Angiotensin-converting enzyme inhibitors (ACEIs) have been shown to decrease morbidity and mortality in heart failure (HF) patients in randomized-controlled trials; observational studies have confirmed this benefit among patients discharged with HF. Investigating the benefit of ACEIs or angiotensin receptor blockers (ARBs) among general HF patients has important implications for quality-of-care measurement and quality initiatives. The objective of this study is to assess the impact of receipt of ACEIs/ARBs among patients with HF on hospitalization, emergency care, and healthcare cost during the following year. Using administrative data, we identified HF patients between 2000 and 2005 in a large health plan (n=2,396 patients). We conducted multivariate analysis to assess the impact of receipt of an ACEI/ARB on likelihood of hospitalization and emergency care, and on total healthcare cost. We found that patients who received ACEIs/ARBs were less likely to be hospitalized (odds ratio [OR]=0.82, p<.05) or use emergency care (OR=0.82, p<.05) in the following year. Receipt of ACEIs/ARBs was not associated with significantly increased cost. Incentivizing the receipt of ACEIs/ARBs in a general population with HF may be a suitable target for pay-for-performance programs, disease management programs, or newer complementary frameworks, such as value-based insurance design.
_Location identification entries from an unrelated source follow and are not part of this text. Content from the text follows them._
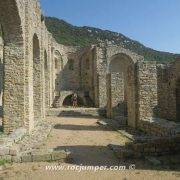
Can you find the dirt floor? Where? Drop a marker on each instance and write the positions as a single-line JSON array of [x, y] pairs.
[[87, 142]]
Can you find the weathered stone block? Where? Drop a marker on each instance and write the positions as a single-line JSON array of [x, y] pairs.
[[41, 157], [58, 155], [4, 151], [26, 158], [16, 159]]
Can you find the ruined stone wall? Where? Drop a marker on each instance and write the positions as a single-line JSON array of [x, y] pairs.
[[1, 73], [167, 75], [147, 91], [88, 74]]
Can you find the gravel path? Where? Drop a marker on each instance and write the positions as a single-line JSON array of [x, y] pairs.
[[87, 142]]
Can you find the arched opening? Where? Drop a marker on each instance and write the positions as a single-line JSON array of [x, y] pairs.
[[178, 100], [121, 89], [58, 63], [37, 95], [68, 101], [13, 58]]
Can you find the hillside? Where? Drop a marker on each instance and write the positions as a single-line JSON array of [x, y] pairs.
[[68, 34]]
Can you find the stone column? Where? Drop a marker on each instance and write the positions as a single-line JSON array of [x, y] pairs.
[[147, 91], [13, 98]]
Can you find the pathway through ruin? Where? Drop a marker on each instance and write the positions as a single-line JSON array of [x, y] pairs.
[[87, 142]]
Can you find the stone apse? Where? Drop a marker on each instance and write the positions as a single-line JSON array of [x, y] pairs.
[[37, 73]]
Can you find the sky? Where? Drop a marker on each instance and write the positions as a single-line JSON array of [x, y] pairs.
[[155, 23]]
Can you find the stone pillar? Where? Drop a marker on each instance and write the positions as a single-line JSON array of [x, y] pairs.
[[13, 98], [102, 71], [109, 96], [147, 91]]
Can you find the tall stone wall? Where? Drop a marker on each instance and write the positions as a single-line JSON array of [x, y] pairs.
[[147, 91]]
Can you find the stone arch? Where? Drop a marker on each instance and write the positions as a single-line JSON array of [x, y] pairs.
[[58, 61], [178, 100], [121, 88], [67, 101], [37, 91], [13, 57]]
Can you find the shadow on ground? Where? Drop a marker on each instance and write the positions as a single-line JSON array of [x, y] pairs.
[[81, 127]]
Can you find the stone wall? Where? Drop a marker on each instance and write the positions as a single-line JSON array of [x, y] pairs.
[[147, 91]]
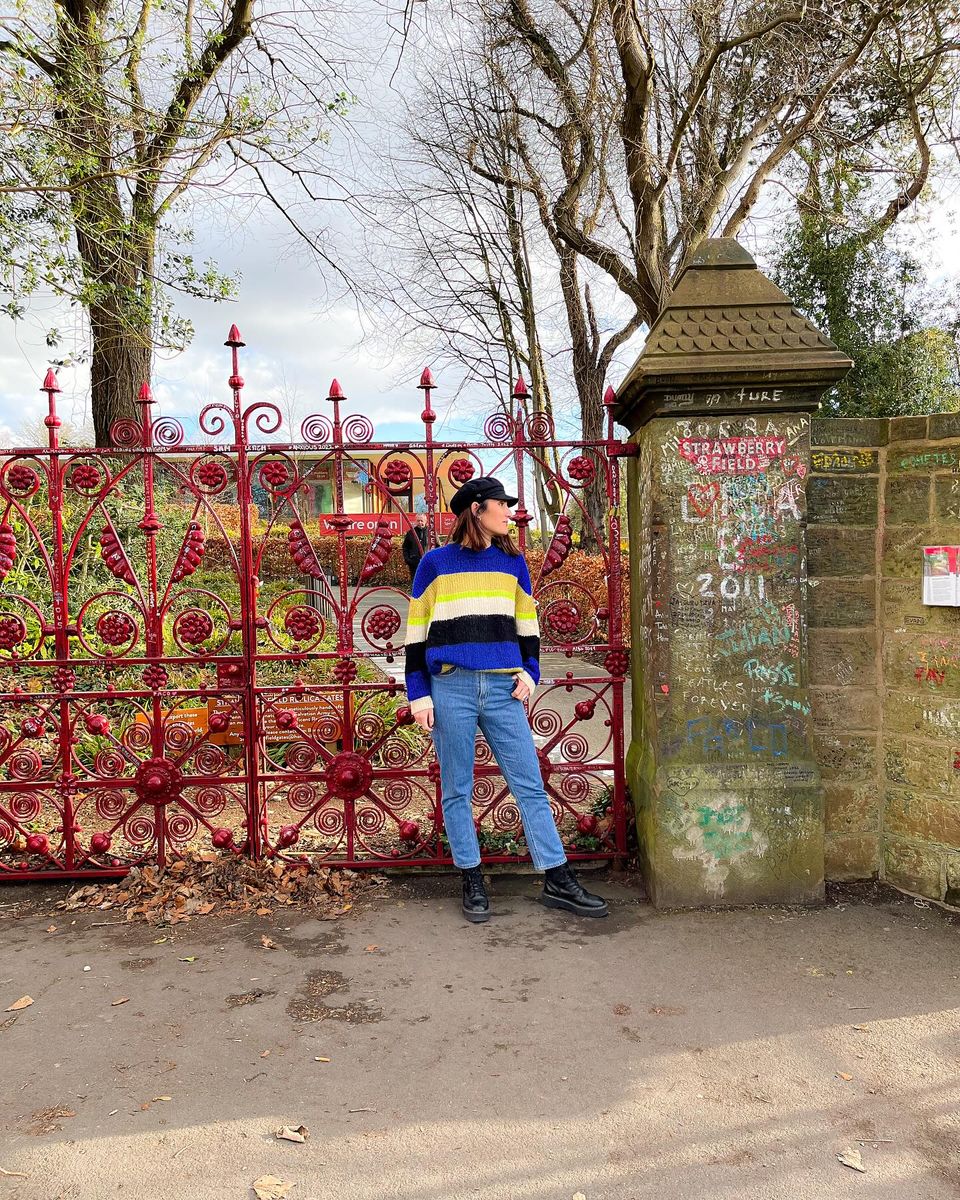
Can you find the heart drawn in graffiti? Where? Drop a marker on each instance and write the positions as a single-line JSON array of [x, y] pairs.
[[702, 497]]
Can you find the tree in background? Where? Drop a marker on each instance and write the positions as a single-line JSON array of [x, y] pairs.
[[875, 303], [874, 299], [117, 117], [624, 132]]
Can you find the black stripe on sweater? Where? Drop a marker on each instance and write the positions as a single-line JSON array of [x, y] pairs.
[[417, 658], [529, 648], [472, 629]]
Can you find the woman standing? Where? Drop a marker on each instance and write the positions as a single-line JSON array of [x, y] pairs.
[[473, 657]]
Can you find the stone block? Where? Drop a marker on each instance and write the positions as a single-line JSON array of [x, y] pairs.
[[738, 843], [907, 429], [922, 664], [947, 498], [850, 431], [847, 809], [846, 757], [845, 462], [843, 658], [921, 816], [913, 868], [839, 550], [844, 711], [851, 857], [906, 499], [837, 603], [837, 499], [943, 425], [918, 766], [922, 717], [921, 459]]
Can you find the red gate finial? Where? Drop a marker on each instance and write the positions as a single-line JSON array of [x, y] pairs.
[[426, 384], [52, 420]]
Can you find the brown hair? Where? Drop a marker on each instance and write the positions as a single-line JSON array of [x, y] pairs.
[[467, 533]]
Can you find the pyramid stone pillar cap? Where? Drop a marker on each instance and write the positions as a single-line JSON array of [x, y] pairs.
[[729, 341]]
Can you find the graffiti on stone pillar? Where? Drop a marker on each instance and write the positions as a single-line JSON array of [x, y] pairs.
[[731, 591]]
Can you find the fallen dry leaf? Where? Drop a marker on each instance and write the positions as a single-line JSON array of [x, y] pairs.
[[852, 1158], [207, 882], [269, 1187], [291, 1133]]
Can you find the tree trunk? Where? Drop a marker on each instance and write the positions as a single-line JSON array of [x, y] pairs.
[[591, 387], [119, 366]]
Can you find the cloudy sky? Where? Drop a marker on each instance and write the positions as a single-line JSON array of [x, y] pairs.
[[300, 333]]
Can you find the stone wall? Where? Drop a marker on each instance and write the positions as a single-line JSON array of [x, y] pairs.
[[885, 669]]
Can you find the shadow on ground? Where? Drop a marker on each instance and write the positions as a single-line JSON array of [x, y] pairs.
[[671, 1055]]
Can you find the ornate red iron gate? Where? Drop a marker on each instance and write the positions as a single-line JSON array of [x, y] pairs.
[[192, 658]]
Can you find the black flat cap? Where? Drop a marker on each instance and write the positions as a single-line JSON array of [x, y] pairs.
[[483, 489]]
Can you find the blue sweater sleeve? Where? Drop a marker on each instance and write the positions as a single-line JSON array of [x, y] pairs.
[[528, 628], [418, 623]]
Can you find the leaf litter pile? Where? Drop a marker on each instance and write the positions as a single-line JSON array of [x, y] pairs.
[[209, 883]]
在随机对照试验中,血管紧张素转换酶抑制剂(ACEIs)已被证明可降低心力衰竭(HF)患者的发病率和死亡率;观察性研究也证实了ACEIs在HF出院患者中的益处。研究ACEIs或血管紧张素受体阻滞剂(ARBs)在一般HF患者中的益处,对于医疗质量评估和质量改进举措具有重要意义。本研究的目的是评估HF患者接受ACEIs/ARBs对次年住院、急诊治疗和医疗费用的影响。利用管理数据,我们在一个大型医疗计划中识别出2000年至2005年间的HF患者(n = 2396例)。我们进行了多变量分析,以评估接受ACEI/ARB对住院和急诊治疗可能性以及总医疗费用的影响。我们发现,接受ACEIs/ARBs的患者次年住院(优势比[OR]=0.82,p<.05)或使用急诊治疗(OR=0.82,p<.05)的可能性较小。接受ACEIs/ARBs与成本显著增加无关。在一般HF人群中鼓励接受ACEIs/ARBs,可能是绩效付费计划、疾病管理计划或更新的补充框架(如基于价值的保险设计)的合适目标。